Saturday 27 January 2018, Poradnik bezpieczeństwa

A new ransomware SamSam takes aim at the hospitals

Lost24

Hackers have taken control over several computers in one of the US hospitals by realizing a new form of ransomware called SamSam.

The hospital officials have confirmed that the hackers targeted more than 1400 files, and renamed them with the phrase “I’m sorry”. They gave the hospital seven days to pay 55,000 USD of ransom or the files (with the patient records) would be permanently encrypted.

Unlike traditional ransomware, SamSam is not delivered through drive-by-downloads or emails. It is capable of avoiding detection by disabling built-in Windows protection mechanisms, such as System Restore, Safe Mode, System Recovery, and Windows Error Reporting. Moreover, the ransomware is able to encrypt all files locally without connecting to the exterior C&C server.
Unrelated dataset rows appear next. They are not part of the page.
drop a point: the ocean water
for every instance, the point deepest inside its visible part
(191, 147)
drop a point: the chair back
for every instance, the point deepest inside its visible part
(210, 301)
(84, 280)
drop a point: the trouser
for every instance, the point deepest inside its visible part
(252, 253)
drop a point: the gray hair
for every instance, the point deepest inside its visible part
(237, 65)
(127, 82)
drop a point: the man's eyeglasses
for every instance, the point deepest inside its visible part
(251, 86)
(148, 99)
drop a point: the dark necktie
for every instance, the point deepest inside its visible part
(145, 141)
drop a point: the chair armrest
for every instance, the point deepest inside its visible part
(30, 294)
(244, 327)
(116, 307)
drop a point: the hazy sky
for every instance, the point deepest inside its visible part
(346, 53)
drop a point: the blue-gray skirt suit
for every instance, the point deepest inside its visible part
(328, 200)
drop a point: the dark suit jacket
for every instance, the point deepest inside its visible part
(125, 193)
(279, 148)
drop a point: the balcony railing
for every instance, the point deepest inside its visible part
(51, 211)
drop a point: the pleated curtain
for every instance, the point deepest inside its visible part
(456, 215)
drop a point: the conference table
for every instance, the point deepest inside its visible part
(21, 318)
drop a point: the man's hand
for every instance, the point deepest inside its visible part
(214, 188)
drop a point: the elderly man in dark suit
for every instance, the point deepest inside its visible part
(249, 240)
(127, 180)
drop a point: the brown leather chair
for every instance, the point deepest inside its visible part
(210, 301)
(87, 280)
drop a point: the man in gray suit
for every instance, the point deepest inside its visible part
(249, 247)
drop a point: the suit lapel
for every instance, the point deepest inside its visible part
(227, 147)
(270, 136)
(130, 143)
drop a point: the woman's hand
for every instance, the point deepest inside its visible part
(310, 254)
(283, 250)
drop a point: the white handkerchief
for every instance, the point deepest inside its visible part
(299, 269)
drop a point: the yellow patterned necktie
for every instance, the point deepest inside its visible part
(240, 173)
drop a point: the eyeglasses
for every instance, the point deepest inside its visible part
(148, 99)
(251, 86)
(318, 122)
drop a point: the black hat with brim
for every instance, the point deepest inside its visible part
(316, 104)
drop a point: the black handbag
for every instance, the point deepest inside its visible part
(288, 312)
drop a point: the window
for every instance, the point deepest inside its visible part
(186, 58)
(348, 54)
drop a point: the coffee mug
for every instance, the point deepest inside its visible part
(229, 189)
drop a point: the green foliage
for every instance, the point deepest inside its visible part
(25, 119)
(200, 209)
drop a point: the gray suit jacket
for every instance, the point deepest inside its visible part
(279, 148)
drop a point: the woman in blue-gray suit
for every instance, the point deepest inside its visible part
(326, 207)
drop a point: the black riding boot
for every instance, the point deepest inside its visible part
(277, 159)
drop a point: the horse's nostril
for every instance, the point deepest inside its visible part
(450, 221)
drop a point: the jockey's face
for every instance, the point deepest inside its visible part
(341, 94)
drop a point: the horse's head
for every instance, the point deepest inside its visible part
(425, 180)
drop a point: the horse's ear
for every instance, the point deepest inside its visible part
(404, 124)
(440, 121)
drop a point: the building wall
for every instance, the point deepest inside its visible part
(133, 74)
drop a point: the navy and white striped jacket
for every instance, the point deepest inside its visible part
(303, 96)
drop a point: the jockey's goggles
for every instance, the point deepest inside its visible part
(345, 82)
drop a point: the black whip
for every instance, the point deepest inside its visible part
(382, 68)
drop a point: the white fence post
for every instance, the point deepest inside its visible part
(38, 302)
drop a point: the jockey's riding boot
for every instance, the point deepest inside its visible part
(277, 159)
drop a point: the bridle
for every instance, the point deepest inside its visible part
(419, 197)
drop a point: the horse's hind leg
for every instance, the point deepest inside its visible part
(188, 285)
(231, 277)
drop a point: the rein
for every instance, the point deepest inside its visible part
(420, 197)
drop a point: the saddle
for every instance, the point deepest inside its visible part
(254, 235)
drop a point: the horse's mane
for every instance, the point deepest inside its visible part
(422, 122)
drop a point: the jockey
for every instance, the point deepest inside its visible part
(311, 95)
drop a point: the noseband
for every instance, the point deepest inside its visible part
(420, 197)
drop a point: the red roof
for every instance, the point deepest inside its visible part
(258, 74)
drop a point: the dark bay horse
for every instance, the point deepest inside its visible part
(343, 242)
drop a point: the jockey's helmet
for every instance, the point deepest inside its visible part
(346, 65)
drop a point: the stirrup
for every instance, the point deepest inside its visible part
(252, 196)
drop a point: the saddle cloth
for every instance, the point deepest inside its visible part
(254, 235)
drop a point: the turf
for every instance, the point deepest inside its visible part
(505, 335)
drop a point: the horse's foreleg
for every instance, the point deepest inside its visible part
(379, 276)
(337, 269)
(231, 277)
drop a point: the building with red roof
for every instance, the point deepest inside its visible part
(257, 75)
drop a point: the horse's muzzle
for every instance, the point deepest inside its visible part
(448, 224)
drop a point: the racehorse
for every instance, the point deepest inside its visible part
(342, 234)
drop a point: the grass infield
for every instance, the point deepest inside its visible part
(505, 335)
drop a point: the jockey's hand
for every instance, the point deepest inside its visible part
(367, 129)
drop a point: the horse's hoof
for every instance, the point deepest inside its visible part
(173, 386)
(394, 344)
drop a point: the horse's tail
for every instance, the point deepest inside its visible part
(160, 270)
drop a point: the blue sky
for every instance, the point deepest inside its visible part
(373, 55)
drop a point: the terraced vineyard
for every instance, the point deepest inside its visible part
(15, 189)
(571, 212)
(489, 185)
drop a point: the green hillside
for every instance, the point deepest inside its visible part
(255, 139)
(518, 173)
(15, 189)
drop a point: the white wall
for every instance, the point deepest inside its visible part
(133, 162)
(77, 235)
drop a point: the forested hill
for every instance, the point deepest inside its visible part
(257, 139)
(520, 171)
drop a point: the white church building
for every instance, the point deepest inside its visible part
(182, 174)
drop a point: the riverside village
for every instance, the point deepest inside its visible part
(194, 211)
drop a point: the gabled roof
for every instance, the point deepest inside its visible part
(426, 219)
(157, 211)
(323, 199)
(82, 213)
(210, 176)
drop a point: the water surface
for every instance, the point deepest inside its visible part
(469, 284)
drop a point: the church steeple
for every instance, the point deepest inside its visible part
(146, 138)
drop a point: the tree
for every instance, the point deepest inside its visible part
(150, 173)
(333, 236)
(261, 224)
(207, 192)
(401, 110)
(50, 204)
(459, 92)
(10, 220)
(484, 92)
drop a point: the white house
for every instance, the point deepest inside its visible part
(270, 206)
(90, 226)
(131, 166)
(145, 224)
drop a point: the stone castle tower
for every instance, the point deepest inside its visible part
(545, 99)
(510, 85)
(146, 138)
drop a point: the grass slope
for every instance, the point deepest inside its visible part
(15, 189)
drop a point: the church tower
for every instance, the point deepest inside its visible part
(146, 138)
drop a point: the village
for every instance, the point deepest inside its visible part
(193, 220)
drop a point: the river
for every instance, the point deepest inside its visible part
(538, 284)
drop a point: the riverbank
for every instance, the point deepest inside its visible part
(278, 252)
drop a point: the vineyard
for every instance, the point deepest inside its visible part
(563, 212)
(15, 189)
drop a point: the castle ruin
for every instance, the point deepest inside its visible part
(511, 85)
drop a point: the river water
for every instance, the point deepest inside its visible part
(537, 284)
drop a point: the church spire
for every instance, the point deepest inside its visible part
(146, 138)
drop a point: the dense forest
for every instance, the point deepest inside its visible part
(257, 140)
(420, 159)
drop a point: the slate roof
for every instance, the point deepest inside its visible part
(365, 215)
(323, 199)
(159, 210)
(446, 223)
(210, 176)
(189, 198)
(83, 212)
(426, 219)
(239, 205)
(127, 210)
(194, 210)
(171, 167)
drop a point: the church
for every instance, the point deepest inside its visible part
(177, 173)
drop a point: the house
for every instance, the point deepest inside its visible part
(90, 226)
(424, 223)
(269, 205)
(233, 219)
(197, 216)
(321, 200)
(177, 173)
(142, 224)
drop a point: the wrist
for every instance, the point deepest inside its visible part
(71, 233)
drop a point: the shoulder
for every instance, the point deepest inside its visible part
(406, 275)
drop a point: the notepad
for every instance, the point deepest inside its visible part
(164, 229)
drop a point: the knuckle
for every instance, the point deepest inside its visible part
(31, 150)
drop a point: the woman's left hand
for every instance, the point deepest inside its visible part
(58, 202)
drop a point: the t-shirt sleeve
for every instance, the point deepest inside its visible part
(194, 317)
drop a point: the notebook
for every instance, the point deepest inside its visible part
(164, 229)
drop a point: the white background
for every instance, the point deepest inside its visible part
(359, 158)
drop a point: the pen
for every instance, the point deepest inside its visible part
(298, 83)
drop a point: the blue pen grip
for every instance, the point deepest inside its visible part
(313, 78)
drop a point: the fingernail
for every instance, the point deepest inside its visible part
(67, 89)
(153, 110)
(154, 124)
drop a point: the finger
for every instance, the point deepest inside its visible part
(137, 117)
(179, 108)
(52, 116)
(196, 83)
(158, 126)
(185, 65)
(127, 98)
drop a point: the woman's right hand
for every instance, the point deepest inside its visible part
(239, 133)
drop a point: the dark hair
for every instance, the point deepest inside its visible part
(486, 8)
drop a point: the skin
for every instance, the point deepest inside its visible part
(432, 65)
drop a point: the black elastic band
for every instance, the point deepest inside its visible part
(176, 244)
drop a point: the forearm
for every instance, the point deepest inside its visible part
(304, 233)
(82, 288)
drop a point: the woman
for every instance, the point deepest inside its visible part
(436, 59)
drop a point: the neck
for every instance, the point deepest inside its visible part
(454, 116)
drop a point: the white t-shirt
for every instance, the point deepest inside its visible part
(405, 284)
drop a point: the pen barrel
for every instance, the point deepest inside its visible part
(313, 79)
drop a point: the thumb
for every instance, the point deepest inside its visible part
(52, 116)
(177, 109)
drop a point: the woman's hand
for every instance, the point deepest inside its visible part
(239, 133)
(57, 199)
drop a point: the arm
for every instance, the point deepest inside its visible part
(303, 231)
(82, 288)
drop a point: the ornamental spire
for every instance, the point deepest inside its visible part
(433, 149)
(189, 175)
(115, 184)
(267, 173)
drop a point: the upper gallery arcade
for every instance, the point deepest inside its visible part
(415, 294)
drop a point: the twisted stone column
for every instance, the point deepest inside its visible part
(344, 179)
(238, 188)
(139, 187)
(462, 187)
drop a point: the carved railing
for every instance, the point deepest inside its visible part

This feature makes SamSam a so-called “offline ransomware”, capable of operating despite the lack of an Internet connection.

Despite the fact that the hospital had backup copies of the encrypted files, the hospital management has agreed to pay the ransom. The reason given by the hospital to pay the ransom and not rather restore the backups is that it might take days to restore and could potentially be incredibly costly.

Fortunately for the hospital, the hackers have stayed true to their word, and released the all the files after retrieving the ransom.